The archive content grows continually and new visit types are added over time.
For instance in a near future cvs and opam vist types will be added in production.
Those visit types are used in swh-web in the origin search form but they are currently hardcoded
which implies modifying that list manually each time a new visit type is introduced.
We should have a way to get that visit types list dynamically for commodity of use.

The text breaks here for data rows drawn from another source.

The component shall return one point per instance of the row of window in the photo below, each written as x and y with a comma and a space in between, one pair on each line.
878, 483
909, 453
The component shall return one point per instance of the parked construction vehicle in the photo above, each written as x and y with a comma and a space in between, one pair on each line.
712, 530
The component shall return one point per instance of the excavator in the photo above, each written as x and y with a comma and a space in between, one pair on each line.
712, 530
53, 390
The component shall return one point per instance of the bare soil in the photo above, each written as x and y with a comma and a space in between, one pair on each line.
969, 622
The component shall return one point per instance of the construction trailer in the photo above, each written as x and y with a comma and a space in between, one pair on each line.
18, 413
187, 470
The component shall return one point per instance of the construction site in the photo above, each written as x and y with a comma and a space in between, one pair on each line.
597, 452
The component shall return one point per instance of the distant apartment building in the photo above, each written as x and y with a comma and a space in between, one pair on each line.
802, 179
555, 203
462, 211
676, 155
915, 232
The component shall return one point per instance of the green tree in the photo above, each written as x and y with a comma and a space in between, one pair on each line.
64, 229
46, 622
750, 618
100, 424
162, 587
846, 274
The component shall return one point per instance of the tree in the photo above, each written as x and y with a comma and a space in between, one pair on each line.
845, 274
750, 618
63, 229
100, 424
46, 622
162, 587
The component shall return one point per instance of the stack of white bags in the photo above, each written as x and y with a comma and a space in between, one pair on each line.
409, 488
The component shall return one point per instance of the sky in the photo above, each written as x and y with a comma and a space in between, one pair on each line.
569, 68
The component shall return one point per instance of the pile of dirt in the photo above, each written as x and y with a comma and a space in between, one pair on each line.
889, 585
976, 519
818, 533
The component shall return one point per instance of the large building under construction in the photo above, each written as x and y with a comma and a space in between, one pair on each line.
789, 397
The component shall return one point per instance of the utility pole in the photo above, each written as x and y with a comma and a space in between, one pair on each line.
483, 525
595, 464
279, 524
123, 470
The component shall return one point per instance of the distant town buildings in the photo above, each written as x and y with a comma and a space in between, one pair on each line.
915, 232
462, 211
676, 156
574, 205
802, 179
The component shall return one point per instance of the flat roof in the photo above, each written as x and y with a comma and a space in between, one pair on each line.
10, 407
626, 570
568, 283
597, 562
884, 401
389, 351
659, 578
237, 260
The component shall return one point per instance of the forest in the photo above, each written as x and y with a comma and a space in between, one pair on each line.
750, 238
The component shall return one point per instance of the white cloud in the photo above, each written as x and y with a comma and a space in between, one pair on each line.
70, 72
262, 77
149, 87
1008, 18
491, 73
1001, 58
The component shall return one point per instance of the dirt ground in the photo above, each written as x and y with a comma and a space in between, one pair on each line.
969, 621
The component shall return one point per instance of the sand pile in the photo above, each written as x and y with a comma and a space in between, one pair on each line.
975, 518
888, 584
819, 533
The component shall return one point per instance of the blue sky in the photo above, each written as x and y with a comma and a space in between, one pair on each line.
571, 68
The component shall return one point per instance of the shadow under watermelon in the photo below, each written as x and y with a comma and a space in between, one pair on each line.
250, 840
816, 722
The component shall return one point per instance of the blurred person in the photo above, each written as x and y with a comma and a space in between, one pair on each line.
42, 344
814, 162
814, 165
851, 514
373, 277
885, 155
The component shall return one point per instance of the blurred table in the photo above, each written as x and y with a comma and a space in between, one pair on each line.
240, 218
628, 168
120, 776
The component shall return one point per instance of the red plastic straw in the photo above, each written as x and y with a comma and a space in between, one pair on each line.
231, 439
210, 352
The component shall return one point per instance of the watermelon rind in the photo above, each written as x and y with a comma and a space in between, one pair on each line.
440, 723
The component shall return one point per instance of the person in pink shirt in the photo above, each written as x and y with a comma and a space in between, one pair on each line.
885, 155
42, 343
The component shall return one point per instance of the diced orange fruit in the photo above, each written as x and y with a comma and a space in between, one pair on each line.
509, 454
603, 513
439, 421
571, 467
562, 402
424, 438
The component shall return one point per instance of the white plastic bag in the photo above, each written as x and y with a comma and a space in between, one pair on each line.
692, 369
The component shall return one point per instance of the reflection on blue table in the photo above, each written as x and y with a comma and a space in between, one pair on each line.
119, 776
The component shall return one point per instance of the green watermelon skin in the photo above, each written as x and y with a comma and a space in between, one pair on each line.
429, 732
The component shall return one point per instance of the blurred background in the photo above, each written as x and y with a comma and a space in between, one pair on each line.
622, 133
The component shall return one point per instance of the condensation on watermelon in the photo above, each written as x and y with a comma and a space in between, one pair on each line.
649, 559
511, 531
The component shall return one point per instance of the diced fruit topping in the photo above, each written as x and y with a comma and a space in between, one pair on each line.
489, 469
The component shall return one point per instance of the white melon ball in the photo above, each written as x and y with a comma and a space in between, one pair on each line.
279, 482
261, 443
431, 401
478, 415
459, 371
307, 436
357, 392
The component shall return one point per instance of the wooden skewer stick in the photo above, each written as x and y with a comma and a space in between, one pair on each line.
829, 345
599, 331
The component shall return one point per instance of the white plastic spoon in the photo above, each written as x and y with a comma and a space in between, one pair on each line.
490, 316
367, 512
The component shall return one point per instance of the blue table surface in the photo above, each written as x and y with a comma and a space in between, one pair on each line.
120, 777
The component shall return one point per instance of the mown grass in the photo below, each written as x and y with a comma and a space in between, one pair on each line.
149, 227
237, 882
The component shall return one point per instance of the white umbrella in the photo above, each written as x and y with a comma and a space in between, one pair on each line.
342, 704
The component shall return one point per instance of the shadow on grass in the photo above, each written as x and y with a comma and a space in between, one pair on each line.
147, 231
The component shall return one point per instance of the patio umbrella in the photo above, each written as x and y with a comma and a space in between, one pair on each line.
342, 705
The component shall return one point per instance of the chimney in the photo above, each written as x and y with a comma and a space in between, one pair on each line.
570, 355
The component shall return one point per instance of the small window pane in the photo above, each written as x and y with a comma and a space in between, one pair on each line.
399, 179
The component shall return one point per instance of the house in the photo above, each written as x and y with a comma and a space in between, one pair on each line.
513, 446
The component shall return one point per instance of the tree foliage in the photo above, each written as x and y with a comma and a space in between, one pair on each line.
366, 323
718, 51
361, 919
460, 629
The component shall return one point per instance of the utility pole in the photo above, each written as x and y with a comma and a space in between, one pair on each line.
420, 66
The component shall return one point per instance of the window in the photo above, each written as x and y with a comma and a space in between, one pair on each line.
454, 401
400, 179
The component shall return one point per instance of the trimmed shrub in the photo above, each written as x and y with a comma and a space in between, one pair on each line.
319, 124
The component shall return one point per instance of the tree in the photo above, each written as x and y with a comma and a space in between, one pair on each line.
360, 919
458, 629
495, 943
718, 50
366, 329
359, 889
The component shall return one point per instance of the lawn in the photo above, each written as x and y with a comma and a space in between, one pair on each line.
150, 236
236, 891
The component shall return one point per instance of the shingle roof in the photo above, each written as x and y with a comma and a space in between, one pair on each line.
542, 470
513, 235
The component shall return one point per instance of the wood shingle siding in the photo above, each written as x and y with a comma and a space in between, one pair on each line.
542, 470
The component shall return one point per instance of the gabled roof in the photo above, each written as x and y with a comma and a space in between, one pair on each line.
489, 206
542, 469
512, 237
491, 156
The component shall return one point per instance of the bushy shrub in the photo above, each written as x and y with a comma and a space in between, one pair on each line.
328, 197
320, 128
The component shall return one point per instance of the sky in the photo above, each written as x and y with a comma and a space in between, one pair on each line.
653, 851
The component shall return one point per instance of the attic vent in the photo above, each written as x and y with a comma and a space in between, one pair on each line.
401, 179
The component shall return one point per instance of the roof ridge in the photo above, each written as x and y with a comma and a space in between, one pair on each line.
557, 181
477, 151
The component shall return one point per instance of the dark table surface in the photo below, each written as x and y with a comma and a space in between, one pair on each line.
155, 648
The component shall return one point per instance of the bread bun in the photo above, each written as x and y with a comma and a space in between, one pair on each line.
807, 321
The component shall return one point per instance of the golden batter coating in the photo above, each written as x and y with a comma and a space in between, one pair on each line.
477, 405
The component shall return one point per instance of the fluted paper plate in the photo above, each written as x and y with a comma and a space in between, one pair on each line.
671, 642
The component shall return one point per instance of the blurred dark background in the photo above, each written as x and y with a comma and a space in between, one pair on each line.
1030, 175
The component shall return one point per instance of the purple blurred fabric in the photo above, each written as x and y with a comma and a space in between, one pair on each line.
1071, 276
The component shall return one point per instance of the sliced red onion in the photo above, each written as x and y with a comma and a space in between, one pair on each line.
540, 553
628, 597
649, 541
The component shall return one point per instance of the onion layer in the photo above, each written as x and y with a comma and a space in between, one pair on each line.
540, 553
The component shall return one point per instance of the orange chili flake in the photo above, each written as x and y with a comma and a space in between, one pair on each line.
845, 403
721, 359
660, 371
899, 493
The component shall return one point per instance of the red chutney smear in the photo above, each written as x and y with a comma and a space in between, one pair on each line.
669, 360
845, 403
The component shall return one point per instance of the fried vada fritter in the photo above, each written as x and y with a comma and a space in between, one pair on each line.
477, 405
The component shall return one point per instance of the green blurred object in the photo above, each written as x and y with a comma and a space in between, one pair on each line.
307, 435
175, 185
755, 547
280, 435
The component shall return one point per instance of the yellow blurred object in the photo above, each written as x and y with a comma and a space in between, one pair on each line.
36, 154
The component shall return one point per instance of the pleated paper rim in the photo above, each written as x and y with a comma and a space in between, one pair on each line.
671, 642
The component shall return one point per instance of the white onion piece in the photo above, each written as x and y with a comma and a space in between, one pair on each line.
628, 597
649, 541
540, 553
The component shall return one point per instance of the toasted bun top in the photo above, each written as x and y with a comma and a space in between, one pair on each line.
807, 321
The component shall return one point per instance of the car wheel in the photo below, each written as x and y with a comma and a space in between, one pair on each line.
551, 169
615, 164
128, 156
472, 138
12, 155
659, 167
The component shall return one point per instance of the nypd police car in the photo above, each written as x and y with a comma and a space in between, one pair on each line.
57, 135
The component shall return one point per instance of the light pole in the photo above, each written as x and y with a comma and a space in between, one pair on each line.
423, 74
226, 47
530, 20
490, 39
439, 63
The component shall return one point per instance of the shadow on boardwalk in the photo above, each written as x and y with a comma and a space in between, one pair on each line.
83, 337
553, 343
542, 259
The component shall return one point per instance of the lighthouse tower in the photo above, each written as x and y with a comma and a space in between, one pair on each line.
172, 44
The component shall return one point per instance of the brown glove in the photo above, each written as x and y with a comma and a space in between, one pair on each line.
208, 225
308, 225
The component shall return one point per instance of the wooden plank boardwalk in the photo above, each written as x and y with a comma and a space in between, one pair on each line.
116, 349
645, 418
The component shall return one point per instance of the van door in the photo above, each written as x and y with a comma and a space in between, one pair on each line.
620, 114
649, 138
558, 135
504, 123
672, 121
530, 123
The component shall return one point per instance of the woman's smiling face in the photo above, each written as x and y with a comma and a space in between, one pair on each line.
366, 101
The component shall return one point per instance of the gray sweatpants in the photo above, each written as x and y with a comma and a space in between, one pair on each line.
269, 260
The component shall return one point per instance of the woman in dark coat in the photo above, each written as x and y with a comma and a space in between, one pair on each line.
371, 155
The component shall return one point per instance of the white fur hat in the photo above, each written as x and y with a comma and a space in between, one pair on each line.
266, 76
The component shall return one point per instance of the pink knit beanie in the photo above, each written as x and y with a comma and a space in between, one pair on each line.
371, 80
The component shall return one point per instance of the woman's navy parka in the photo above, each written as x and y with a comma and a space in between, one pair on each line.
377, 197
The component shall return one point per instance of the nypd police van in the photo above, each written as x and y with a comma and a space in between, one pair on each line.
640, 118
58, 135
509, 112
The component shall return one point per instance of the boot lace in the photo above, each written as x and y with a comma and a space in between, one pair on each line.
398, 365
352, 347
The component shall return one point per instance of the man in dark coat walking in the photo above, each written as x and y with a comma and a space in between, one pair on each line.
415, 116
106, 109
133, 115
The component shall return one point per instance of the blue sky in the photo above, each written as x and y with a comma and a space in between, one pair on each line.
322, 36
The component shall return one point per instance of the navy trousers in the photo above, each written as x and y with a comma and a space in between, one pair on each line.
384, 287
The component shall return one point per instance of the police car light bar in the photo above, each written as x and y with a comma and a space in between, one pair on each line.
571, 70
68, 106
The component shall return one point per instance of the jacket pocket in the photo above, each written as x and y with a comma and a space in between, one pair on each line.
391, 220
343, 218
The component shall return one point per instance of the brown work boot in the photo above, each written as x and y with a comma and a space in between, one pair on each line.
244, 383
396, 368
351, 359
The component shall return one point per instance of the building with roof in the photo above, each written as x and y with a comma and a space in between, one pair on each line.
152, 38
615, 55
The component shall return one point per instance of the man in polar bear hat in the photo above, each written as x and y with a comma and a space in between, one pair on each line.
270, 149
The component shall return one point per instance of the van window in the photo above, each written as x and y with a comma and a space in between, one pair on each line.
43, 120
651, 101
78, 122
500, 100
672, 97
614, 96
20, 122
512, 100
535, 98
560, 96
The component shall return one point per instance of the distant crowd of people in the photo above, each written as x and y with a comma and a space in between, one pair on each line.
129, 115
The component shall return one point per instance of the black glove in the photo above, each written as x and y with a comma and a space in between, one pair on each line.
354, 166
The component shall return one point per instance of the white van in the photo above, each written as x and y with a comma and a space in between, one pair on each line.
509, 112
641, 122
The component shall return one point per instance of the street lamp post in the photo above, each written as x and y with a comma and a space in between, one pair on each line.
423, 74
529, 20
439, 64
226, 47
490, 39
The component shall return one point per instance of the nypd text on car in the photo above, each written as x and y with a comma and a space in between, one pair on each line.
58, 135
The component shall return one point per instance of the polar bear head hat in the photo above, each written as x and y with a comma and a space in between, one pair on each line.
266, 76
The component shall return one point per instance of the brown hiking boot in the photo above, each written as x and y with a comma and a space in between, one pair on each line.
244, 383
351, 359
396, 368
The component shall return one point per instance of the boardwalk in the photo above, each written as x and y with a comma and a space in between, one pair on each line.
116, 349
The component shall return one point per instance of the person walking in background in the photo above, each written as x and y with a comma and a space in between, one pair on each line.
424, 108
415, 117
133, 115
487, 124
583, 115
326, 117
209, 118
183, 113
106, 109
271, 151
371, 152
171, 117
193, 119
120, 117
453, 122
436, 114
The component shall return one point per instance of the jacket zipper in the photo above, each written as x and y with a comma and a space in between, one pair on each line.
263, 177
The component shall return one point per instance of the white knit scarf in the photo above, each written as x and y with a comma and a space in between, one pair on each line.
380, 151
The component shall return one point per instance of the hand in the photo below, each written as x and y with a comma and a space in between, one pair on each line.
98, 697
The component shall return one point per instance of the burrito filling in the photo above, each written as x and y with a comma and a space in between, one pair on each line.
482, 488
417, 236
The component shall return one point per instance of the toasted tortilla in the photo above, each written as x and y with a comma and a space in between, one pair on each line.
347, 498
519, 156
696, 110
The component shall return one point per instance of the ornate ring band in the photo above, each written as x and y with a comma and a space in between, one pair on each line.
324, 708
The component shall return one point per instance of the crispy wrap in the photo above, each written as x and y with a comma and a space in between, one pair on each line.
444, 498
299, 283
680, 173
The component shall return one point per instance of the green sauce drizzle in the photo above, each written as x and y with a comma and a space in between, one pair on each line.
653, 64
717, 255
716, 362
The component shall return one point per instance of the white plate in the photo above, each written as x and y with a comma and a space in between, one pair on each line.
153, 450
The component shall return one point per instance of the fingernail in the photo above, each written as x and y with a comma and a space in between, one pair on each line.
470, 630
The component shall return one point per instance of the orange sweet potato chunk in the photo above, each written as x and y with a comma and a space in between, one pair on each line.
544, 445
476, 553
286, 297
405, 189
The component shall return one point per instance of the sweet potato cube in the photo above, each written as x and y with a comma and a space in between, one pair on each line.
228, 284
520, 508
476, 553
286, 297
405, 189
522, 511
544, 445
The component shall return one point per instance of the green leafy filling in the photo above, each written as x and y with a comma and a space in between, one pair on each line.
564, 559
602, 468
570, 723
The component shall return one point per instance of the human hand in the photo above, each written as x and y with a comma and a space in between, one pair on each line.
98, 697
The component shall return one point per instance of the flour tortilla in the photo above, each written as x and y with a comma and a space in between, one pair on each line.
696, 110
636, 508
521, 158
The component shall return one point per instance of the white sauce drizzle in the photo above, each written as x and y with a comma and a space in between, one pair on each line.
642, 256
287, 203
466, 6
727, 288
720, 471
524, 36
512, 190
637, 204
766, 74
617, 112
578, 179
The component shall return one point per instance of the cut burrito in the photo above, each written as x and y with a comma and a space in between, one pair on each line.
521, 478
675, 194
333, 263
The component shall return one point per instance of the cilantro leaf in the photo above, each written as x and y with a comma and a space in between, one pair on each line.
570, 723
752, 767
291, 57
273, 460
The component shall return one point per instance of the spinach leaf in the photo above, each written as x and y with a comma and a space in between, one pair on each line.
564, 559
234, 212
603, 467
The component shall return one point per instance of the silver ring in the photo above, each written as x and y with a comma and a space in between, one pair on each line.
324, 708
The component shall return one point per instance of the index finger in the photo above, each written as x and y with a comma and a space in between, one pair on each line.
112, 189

Turns out we can extract that list in an efficient way using the following elasticsearch query:
anlambert@carnavalet:~/tmp$ cat es_query.sh #!/bin/bash curl -X POST http://localhost:9200/origin-production/_search?pretty -H 'Content-Type: application/json' -d ' { "aggs" : { "vist_types" : { "terms" : { "field" : "visit_types", "size":10000 } } }, "size" : 0 }' anlambert@carnavalet:~/tmp$ time ./es_query.sh { "took" : 429, "timed_out" : false, "_shards" : { "total" : 90, "successful" : 90, "skipped" : 0, "failed" : 0 }, "hits" : { "total" : { "value" : 10000, "relation" : "gte" }, "max_score" : null, "hits" : [ ] }, "aggregations" : { "vist_types" : { "doc_count_error_upper_bound" : 0, "sum_other_doc_count" : 0, "buckets" : [ { "key" : "git", "doc_count" : 151794432 }, { "key" : "npm", "doc_count" : 1660597 }, { "key" : "svn", "doc_count" : 678797 }, { "key" : "hg", "doc_count" : 381103 }, { "key" : "pypi", "doc_count" : 326793 }, { "key" : "deb", "doc_count" : 72303 }, { "key" : "cran", "doc_count" : 18019 }, { "key" : "ftp", "doc_count" : 1205 }, { "key" : "deposit", "doc_count" : 1079 }, { "key" : "tar", "doc_count" : 389 }, { "key" : "nixguix", "doc_count" : 2 } ] } } } real 0m0,553s user 0m0,013s sys 0m0,014s
We could then add a new method to swh-search interface named origin_visit_types
wrapping that request and returning a dict mapping each visit type to its count.